Issue 12622

occurrence download: handle requests to download entire index

12622
Reporter: kbraak
Type: Improvement
Summary: occurrence download: handle requests to download entire index
Priority: Major
Resolution: WontFix
Status: Closed
Created: 2013-01-22 16:12:01.871
Updated: 2014-01-17 10:45:57.281
Resolved: 2014-01-07 15:41:42.991
        
Description: Visit the entry point to occurrence searches and downloads: http://staging.gbif.org:8080/portal-web-dynamic/occurrence/?url=occurrence

Click to search all 391,317,043 occurrences:  http://staging.gbif.org:8080/portal-web-dynamic/occurrence/search

Now imagine curious users will try to download all records.

Currently there is nothing to stop them.

We (probably) need to:

Avoid running the job, linking the user to an existing download dump

[~ahahn] perhaps you would agree we also need to have the user agree to the data usage agreement customary with receiving access to the complete index dump? Can you please lead an investigation into this? Thanks]]>
    


Author: mdoering@gbif.org
Created: 2013-01-22 16:32:44.769
Updated: 2013-01-22 16:32:44.769
        
It was agreed with Tim full downloads without a filter can be run. But obviously we should make use of caching in this case and probably others too. Move this to a download issue?
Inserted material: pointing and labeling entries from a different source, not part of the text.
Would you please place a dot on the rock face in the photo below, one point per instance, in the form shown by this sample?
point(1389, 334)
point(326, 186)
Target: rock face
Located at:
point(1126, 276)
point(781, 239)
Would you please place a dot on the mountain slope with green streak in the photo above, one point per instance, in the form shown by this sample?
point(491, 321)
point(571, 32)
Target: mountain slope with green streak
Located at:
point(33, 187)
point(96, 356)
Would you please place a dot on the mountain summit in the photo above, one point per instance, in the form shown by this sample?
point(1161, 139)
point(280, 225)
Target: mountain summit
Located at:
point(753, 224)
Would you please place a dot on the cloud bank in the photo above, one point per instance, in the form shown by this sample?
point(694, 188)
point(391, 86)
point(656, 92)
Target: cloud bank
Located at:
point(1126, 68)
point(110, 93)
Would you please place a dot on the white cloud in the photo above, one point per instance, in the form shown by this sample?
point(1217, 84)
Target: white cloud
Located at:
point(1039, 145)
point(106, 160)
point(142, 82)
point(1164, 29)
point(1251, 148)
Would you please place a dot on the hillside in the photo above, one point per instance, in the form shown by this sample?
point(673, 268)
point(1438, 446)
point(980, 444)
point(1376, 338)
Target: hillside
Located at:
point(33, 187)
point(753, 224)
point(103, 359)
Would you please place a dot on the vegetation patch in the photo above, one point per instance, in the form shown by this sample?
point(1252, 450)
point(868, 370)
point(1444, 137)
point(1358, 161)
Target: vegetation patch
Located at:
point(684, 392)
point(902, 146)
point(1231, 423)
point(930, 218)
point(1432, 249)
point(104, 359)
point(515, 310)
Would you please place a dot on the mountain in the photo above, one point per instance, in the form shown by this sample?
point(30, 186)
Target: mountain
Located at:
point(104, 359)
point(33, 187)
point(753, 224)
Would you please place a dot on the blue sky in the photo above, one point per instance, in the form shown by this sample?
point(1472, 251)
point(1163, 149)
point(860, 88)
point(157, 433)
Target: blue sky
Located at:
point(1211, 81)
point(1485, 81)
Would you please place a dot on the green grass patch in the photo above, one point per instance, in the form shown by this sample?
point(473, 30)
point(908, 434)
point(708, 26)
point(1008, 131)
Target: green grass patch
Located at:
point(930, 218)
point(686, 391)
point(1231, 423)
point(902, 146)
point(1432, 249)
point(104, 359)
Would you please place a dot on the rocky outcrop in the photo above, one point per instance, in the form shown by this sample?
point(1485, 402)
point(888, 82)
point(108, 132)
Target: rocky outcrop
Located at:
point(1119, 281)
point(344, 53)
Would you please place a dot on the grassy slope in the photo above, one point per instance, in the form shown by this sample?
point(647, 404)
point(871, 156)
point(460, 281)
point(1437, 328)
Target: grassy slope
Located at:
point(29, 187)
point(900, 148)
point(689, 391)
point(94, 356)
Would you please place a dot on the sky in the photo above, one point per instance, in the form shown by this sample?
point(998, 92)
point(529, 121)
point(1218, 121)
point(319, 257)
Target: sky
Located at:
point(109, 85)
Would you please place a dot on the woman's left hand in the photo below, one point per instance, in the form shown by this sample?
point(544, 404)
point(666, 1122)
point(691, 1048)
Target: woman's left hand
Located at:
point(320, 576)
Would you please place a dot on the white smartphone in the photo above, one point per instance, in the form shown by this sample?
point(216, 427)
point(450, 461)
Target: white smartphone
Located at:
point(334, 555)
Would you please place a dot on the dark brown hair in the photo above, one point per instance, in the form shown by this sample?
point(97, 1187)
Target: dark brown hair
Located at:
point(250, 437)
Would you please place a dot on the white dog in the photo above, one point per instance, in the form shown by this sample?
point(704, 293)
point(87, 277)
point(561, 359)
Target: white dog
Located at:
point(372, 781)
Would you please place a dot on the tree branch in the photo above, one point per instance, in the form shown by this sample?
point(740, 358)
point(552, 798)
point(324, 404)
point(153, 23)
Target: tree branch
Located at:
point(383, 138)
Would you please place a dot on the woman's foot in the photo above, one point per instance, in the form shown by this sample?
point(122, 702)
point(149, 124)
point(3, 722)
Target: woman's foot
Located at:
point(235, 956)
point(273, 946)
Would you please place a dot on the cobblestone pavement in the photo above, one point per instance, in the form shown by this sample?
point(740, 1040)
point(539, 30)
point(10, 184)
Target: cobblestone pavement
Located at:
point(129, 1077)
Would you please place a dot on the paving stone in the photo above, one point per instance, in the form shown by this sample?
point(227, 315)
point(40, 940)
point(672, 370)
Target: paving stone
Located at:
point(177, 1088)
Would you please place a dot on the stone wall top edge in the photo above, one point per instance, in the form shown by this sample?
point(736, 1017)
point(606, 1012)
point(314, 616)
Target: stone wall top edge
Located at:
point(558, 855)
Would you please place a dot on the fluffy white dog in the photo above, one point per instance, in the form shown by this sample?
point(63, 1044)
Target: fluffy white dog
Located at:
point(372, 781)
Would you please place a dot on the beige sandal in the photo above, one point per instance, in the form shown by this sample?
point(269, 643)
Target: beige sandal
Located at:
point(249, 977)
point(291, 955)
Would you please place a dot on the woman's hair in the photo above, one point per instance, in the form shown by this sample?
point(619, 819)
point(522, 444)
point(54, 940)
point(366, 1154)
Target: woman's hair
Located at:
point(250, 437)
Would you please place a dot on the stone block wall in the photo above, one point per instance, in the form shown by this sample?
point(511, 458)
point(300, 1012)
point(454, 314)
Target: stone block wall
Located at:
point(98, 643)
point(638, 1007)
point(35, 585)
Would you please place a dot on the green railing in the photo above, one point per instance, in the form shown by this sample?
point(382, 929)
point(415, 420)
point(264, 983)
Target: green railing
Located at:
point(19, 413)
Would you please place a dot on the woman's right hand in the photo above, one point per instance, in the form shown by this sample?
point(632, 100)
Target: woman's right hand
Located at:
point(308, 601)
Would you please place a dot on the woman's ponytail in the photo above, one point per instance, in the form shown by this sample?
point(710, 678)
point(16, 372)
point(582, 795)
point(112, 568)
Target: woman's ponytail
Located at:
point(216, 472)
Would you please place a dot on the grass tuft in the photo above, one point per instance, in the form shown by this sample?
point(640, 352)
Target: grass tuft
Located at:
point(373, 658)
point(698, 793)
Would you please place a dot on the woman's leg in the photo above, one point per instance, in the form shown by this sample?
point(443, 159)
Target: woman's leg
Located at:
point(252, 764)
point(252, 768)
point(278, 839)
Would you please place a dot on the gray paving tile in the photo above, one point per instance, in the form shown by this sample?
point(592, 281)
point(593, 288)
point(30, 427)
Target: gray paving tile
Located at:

Should the data usage agreement  have been signed when a user registers?
    


Author: ahahn@gbif.org
Created: 2013-01-22 17:10:32.357
Updated: 2013-01-22 17:15:45.853
        
This is only in part a technical issue, there is a big political one behind it. I don't think we can just wave it away as "people can download all data even now, if they page over them". At the very minimum, we need to ensure proper communications around this, and not let people find out after the fact that full download of the index is possible, but that is a different level of discussion. This is mainly in the context of data attribution and feedback on usage.

In practical terms, many downloads will have to run asynchronuously - a full download is only gradually harder on the system than a 90% download, so that this part indeed fits better into a download issue.

Concerning the data usage agreement:
- On the design of the current data portal we made sure that any user (even just browsing) has to confirm the data use agreement on first use by clicking on a "confirm" link. In this sense, I would agree that the data usage agreement also has to be signed by any downloader in the new portal as the very minimum. In addition, each download needs to be accompanied by the citations and rights statements of all concerned datasets, and the downloader should receive a reminder of citation requirements, together with a link to the appropriate documents

- Full dump access currently is ruled by signature of a "Letter of Agreement", laying out the terms and conditions, like feedback on data use, attribution of source data etc, between two named partners (the applying institution and GBIF). If this procedure is made redundant, relevant GBIF SciStaff and possibly committees need to be involved beforehand - this is not an IT decision.
    


Author: mdoering@gbif.org
Created: 2013-01-22 22:21:56.16
Updated: 2013-01-22 22:21:56.16
        
I agree it would be best to raise this with SciStaff again, but my understanding is that users can download any data they like, whether this is a subset or the whole index. Anyway would it make much of a difference to download all data or just the 90% of Animalia? Rather than treating downloading the full index special it should be sufficient to

- track each download incl the registered user who initiated it
- make a user sign some agreement, either at the time of registering or when doing his first download. It is common practice to agree to terms and conditions when registering.

We definitely need a download issues for the caching of results for the same predicates for a while until the index changes. We can discuss IPR and UI related problems here still
    


Author: kbraak@gbif.org
Created: 2014-01-07 15:41:43.025
Updated: 2014-01-07 15:41:43.025
        
POR-966 remains, to deal with caching the downloads for the same predicates for a while until the index changes.

Otherwise, there is apparently no problem downloading the entire index, therefore I'm closing this issue as won't fix.